O alferes não deu sinal nenhum de importar-se com ele. Indiferente, saiu dali caminhando mais rápido, como se quisesse fugir da figura ridícula. O cativo ficou triste, mas compreendia o homem e compreendia também, àquela altura da vida, que viver arrastado pelo mercador, entre os intervalos de tortura, seria seu destino, porque, com aquela cara e com uma perna manca, não ia conseguir mesmo ser vendido.
Mais tarde, quase na hora do sol se pôr, aparece um frei com sua roupa preta puída e começa a olhar um escravo aqui e outro acolá. Faz o mercador abrir a boca deles para mostrar os dentes, pergunta o preço de vários e acha todos muito caros. Finalmente, vê o homem deformado, aponta para ele e pergunta o preço.
O mercador teria lucro se deixasse o coitado ser levado de graça, pois pouparia a pouca comida que dava para ele. Mas a sede de dinheiro era nele uma doença: pediu uma quantia absurda. Quando viu que o padre ia embora, foi andando atrás dele, abaixando o preço, abaixando mais, até que o religioso fez uma oferta e abriu a mão com as poucas moedas que tinha. Ofereceu também orações pela alma do mercador.
Com muito esforço, o pobre conseguiu seguir o padre que andava rápido e reclamava do atraso para a missa. Quando chegaram à igreja, foram direto a um cômodo que ficava ao lado da sacristia. O lugar, uma espécie de biblioteca, era abafado e mal cheiroso, mas possuía tantas estantes e tantos livros acomodados nelas, que o cativo começou a esquecer sua situação e ficou admirando aquilo. Só depois de um tempo reparou que um homem, sentado perto da porta, esperava por eles. Era o tropeiro da água santa.
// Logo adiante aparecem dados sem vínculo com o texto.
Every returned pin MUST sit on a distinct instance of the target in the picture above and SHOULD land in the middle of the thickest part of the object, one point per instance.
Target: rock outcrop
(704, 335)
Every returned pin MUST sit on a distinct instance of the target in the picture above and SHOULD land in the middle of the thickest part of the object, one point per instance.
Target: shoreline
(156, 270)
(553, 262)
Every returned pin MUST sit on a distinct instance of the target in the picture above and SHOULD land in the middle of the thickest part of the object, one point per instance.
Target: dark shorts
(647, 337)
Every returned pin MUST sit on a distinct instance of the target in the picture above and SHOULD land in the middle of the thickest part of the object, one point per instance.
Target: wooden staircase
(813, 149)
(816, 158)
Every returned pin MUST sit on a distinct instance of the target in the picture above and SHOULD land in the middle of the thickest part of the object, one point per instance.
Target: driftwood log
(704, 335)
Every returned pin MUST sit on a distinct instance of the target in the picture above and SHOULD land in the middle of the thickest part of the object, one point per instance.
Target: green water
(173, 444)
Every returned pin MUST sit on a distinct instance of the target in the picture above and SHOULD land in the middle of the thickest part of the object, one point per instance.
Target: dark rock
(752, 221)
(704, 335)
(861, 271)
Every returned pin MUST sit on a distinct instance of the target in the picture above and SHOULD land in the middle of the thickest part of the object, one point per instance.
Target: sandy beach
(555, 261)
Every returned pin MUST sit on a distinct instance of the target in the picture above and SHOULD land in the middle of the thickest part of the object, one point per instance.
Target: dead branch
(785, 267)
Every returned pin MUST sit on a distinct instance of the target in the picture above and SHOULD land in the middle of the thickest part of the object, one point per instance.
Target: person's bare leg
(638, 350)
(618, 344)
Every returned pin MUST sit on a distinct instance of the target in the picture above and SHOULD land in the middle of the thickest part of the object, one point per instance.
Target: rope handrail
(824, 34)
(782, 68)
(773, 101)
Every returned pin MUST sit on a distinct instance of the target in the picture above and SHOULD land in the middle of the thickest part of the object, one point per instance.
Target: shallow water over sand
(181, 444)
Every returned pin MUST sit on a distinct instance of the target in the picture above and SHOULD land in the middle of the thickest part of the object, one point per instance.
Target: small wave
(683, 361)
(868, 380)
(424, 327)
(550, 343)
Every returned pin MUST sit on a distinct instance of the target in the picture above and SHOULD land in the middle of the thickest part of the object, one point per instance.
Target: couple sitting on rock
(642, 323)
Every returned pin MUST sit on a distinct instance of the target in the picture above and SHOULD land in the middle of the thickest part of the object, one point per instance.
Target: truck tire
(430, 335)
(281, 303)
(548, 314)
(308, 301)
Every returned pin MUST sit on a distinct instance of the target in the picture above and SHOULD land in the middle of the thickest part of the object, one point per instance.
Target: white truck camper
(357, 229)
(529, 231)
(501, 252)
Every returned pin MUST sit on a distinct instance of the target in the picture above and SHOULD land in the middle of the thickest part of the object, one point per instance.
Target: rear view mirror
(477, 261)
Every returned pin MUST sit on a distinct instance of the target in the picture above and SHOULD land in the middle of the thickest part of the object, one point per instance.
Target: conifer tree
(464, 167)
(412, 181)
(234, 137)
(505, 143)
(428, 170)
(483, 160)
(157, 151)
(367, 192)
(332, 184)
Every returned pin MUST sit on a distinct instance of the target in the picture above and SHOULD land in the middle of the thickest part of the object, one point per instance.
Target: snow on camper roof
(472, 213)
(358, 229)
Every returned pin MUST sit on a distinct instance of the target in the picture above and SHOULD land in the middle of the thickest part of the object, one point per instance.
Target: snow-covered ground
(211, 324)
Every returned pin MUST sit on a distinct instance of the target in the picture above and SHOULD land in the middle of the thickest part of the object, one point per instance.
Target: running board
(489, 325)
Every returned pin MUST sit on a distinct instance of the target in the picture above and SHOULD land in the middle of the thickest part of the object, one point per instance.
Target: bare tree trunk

— Não sei o que pretende fazer com isso – disse o padre – mas aqui está ele, e você me deve cinco moedas.
O patrão andou até o escravo, tocou os ombros dele, sorriu e disse:
— Seu rosto não precisava ter ficado tão ruim. Dos nossos prejuízos, você ficou com a pior parte.
E virando-se para o padre:
— Cônego Vieira, traga pão e vinho para esse filho de Deus. Deixa este faminto fazer a
comunhão.
— Sacrílego!
E o padre saiu reclamando, mas foi buscar a comida.
O rapazinho, envolvido pela história e pela maneira simpática como o homem de feições medonhas a contava, não havia percebido que seu braço estava livre.
— O escravo da história é você?
— Sim, e aquele lá dentro é o homem que me salvou.
O jovem ficou calado. Tímido e ainda com medo, apesar de estar curioso para saber mais sobre o cirurgião, esperou que o escravo se distraísse e correu para longe dali.